Scorporo inverso per Parigi-Nextra

Ufficialmente per trattare c’è tempo fino a fine gennaio ma l’idea di creare una Sgr paneuropea tra Intesa Sanpaolo e il Crédit Agricole è lettera morta. Oltre che nel messaggio dell’Antitrust, la conferma del rien ne va plus è nello stesso impegno con cui i due gruppi stanno mettendo a punto i dettagli della separazione consensuale. L’obiettivo rimane «isolare» l’ex Nextra con i previsti accordi incrociati di put e call ma, a differenza delle aspettative, a essere scorporate da Caam non saranno le attività italiane ma quelle francesi.

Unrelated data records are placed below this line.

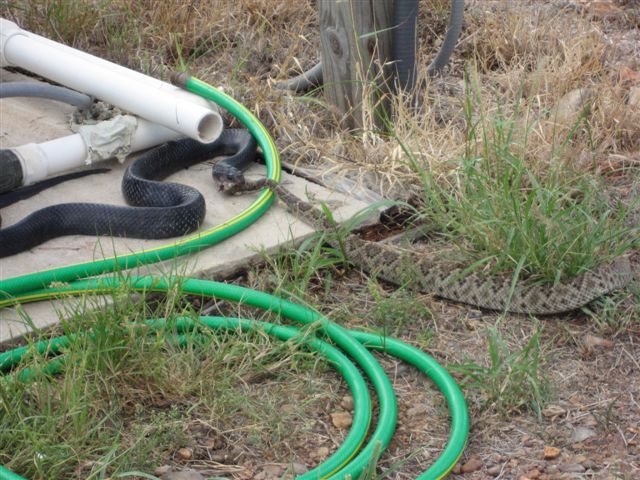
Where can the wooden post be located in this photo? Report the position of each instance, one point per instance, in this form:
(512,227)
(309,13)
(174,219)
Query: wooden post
(356,45)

Queste ultime confluiranno in una newco direttamente controllata dalla casa madre, anche se non si può escludere che in un secondo momento sia Cariparma a diventare il collettore del gruppo guidato da Francis Candylaftis. Parigi aveva già definito «improbabile» la firma dell’accordo nel mondo del risparmio gestito ma l’aspetto centrale è che, grazie a questo «scorporo inverso», per qualche mese la newco e Caam «convivranno» dando modo a quest’ultima di proseguire la propria attività e di sistemare gli aspetti occupazionali. L’intero percorso dovrebbe concludersi tra luglio e ottobre del prossimo anno, riconsegnando l’equivalente dell’ex Nextra nelle mani dell’amministratore delegato di Intesa Sanpaolo Corrado Passera con un unico scopo: rafforzare la Eurizon di Mario Greco.